Kenny Jen

https://www.facebook.com/exposureredefined/photos/a.637062326420813.1073741828.636101296516916/772973259496385/?type=3&theater

For the next 2 weeks, Exposure: Redefined will be featuring 6 AAPI stories from members of Hoya Break Squad – HBS, a student breakdancing group at Georgetown. Here is the first one:

Kenny Jen (Taiwanese American)

How has your transfer process been?
I went to UC Santa Barbara for my first year and I came here second year at Georgetown. It was nice that I came here in my second year because it gives me an extra year to really catch up and get used to the school. Transition was shocking at first because the environment and the culture are completely different. It was definitely way more lax at UC Santa Barbara, lax more so because it’s near the beach, west coast, the type of people that usually go there are usually pretty laid back. Here, there’s a huge emphasis on pre-professionalism. You’re in Georgetown, so the environment is also very different. I definitely feel the stress here, but I feel like it’s also nice at our age. For me personally, I need that type of pressure to really move me forward, so there are pros and cons for both sides. I like both.

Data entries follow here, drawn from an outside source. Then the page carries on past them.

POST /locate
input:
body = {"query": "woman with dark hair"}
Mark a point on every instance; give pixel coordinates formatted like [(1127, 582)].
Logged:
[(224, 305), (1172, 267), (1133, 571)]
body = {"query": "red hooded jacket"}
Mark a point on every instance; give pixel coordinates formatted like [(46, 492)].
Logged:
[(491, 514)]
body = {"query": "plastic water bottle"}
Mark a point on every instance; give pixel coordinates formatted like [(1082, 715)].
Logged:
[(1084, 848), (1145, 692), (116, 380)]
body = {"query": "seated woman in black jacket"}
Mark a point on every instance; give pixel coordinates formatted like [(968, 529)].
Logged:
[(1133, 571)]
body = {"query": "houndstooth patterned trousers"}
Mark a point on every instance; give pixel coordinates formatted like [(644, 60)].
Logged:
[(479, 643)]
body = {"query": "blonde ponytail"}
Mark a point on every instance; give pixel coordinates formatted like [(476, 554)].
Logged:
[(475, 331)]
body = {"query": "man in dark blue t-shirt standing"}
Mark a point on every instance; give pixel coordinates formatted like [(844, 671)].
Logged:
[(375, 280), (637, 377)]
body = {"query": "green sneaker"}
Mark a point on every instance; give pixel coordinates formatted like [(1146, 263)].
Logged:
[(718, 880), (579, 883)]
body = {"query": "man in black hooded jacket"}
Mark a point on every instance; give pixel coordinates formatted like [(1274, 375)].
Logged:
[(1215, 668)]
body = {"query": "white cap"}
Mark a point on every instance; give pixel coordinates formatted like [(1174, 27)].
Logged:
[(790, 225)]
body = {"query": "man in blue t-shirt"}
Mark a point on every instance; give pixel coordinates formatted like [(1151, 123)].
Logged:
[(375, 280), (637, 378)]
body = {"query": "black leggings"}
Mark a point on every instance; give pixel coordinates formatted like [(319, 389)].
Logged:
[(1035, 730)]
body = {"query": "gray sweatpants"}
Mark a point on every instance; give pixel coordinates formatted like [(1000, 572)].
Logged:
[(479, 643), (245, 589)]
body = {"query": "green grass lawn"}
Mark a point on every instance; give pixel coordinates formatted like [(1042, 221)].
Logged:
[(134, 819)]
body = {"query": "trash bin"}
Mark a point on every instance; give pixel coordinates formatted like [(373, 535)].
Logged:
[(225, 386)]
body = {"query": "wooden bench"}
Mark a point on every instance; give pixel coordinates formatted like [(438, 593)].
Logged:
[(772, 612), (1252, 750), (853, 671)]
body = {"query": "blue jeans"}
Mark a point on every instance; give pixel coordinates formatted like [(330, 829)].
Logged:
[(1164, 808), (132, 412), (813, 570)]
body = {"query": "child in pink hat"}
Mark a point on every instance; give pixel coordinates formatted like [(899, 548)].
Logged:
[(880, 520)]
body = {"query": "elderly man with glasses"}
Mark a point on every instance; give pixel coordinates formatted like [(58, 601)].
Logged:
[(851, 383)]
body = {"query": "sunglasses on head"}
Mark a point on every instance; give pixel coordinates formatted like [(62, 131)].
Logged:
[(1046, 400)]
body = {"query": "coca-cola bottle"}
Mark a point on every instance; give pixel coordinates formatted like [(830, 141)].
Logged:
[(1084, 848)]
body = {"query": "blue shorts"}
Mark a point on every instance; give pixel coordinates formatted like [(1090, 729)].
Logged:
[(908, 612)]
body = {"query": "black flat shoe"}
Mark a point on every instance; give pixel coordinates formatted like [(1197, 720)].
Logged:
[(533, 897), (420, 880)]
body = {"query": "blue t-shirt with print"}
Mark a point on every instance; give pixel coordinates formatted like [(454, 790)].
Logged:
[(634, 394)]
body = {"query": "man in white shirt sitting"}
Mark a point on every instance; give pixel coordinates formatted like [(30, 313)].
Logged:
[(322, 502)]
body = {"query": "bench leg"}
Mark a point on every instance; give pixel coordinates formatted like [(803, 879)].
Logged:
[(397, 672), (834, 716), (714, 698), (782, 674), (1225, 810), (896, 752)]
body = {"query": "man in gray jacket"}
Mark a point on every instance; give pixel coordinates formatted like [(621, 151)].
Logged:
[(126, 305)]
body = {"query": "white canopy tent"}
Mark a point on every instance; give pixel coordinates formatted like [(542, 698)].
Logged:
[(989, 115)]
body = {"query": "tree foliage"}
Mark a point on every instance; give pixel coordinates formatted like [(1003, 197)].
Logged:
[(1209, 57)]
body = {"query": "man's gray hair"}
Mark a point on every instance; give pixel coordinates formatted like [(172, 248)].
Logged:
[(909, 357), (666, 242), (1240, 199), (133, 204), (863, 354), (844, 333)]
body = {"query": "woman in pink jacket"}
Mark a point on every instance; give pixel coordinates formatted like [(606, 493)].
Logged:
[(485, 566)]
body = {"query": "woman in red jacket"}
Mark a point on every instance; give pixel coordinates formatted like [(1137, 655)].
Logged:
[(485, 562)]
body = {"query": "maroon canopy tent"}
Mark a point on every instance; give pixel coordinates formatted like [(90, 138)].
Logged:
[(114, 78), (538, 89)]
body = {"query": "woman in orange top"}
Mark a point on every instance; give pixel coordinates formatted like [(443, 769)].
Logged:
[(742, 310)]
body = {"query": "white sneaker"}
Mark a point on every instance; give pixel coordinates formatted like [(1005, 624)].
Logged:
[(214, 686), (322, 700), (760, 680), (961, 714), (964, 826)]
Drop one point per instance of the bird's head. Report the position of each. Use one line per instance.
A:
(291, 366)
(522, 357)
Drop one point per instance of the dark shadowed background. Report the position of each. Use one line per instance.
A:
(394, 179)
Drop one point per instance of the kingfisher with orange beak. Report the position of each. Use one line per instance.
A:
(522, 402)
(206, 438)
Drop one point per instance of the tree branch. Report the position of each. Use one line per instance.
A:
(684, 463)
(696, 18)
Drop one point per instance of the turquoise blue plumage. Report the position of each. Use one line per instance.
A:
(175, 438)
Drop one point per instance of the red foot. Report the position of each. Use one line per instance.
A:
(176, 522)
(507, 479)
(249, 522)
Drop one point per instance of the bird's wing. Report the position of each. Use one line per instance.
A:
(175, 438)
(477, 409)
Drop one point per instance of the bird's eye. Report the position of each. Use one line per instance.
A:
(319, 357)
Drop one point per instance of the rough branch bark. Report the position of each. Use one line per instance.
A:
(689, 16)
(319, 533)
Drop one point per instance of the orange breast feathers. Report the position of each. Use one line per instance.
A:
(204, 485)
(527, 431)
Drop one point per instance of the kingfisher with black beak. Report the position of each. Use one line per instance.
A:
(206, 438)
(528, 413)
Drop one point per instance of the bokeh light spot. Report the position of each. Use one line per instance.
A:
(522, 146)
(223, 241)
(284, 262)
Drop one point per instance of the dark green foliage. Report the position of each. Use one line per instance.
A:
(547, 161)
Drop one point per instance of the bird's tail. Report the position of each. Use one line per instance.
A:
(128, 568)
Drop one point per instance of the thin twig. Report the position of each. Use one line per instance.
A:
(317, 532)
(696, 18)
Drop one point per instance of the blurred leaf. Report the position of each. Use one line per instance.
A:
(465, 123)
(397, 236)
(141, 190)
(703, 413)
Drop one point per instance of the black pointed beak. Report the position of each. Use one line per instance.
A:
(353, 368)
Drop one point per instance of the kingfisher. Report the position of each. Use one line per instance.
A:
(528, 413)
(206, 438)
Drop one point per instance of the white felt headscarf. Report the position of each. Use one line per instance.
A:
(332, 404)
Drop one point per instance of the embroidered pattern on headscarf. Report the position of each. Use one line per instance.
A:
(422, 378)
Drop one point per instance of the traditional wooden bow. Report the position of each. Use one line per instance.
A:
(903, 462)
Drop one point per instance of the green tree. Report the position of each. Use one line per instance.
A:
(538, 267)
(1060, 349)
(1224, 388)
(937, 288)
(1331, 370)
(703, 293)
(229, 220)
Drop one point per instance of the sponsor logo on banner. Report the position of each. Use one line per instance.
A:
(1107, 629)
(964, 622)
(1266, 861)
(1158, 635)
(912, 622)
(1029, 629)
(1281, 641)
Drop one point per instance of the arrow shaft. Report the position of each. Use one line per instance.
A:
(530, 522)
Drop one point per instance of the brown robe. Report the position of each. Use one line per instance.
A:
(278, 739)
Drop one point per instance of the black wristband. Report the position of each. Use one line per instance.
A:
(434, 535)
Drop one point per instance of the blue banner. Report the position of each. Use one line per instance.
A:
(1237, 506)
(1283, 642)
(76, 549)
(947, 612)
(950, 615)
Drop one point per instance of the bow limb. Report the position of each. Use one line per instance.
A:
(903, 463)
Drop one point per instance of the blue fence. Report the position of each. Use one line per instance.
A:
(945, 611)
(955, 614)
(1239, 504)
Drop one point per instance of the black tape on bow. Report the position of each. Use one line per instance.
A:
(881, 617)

Have you ever doubted this (Taiwanese American) identity at any point in your life?

Even though I consider myself a Taiwanese American, I usually just see myself as an American. The interesting thing is, I actually came from a town called Monterey Park which was 70% Chinese. It was very much a bubble and part of me going to Santa Barbara and leaving for the east coast was more so trying to leave that bubble, not so much leaving behind my Asian American identity. It was about seeing the rest of the world– taking a step back and looking at the bigger context. In terms of doubting my identity, I would say I’ve been pretty accepting of it. Now that I’ve seen what it was like in the bubble versus the rest of the world, I definitely see there are a few limitations or hurdles that I do have to overcome because I am Asian American, particularly with recruiting, college admissions, and social perceptions. Personally, I don’t see it as “oh this is bringing me down”, but I see it in a more optimistic way like people expect me to do this and look like that, so I want to blow past their expectations. You have to look in a different way but also be yourself. You do you.